Leon comes when I call, when I call upon him
in truth, with a bone in my voice. He bounds
up the steep bank in front of the house and races
to the rear where I stand at the kitchen door.
With his two brown eyes, he looks at me adoringly.
I command him to sit, and he sits
and receives his reward. I command him to lie,
and he lies and rolls over to offer his belly.
This is how I know he will dutifully accompany me
when the time comes, when the dust of disassembling
the Dome of the Rock has settled and been swept away,
when the thousands of elegant tiles that adorned the building
have been wrapped and shipped to collectors,
when the Muslims have slunk away for the last time, disgraced, ashamed,
when the righteous stonemasons have completed their work
on the new pillars and columns and steps, and the metalworkers
have finished the seven-branched candelabrum, and the yeshiva
boys have placed it and the lavers and display table and cherubim
and curtains, when law has been established in its third home.
My brothers and sisters will bring their pets.
You bring yours: Cat. Parakeet. Angelfish.
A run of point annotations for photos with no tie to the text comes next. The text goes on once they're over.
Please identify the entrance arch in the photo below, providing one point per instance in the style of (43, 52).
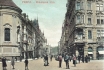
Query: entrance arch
(100, 52)
(90, 52)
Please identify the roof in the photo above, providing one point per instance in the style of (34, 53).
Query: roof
(8, 3)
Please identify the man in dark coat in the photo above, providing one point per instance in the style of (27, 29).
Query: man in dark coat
(83, 58)
(4, 65)
(79, 58)
(86, 59)
(60, 60)
(46, 60)
(26, 64)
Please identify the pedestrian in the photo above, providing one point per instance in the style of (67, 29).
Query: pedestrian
(51, 57)
(70, 58)
(66, 59)
(46, 60)
(83, 58)
(26, 64)
(79, 58)
(4, 65)
(86, 59)
(60, 60)
(13, 62)
(74, 60)
(16, 58)
(89, 58)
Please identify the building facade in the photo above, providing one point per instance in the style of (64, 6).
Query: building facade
(19, 37)
(85, 25)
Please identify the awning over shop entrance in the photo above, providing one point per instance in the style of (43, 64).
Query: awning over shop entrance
(90, 52)
(101, 52)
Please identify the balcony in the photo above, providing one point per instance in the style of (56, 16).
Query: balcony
(79, 11)
(80, 24)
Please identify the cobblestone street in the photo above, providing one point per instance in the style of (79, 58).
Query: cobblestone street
(53, 65)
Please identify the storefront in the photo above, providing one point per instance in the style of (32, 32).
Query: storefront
(90, 52)
(100, 52)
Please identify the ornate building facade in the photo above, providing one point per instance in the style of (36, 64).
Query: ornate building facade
(19, 37)
(85, 22)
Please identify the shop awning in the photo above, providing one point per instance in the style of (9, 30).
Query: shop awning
(90, 52)
(101, 52)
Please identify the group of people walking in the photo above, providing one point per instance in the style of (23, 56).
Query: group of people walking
(4, 64)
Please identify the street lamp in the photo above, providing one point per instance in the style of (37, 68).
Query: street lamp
(20, 42)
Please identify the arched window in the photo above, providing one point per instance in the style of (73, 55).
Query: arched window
(7, 34)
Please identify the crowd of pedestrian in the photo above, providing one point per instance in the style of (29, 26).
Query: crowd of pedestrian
(67, 58)
(75, 59)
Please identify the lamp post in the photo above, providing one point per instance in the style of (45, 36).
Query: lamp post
(20, 42)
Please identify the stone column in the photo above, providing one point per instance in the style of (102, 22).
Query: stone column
(94, 52)
(85, 50)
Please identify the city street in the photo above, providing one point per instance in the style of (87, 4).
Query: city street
(53, 65)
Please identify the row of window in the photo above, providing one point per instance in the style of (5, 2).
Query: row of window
(99, 7)
(100, 33)
(80, 19)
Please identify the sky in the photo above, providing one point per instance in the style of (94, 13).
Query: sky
(50, 14)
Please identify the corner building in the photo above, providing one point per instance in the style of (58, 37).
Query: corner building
(9, 19)
(85, 22)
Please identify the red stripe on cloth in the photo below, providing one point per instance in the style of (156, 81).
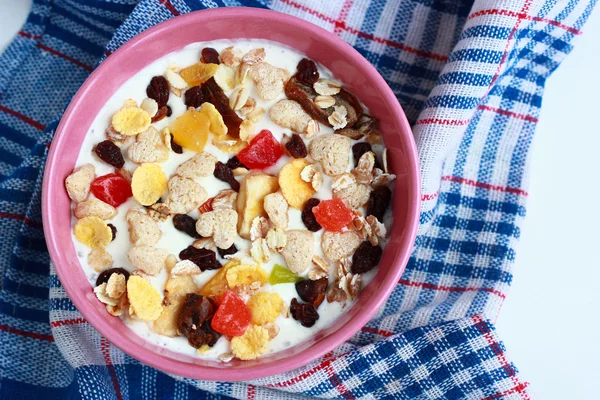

Alpaca, diamondback, and pig.
Goats aplenty. Turtle, mare, and sheep.
From their cages, perches, fields, bowls, and pens,
they have gazed upon us for years. Watched us
knot our ties, weep on the sofa, stare blankly at snow.
Have they known, all along, that we are lost?
The red heifer has appeared!
From this day forward, I will read to Leon
from Leviticus so that he will understand, when we arrive
in Jerusalem, the meaning.
I will grill meat every day,
greeting first light with lamb and throwing
ribs and sirloins onto the grill well into the night,
thickening the air with smoke
so that he will grow accustomed to the aroma,
which will be magnified, when the Temple goes online again,
by a power of tens of thousands of peace and sin offerings.
Leon is my only pet.
On my state-employee’s wages, I cannot afford to care for more.
On the plaza below the Temple, under
the achingly blue sky, the sun spreading its glory,
among wigged, frocked, pale, and fearful ones
meticulously performing every great and minor ritual,
I will shake with shame because Leon is all I have,
the Lord deserves more than his extended paw.
Surely, the priests will marvel at his fine coat
just before they slit,
and because we are a good, kind, loving people
surely they will sing his favorite psalm
as blood drains from him, as his coat flames.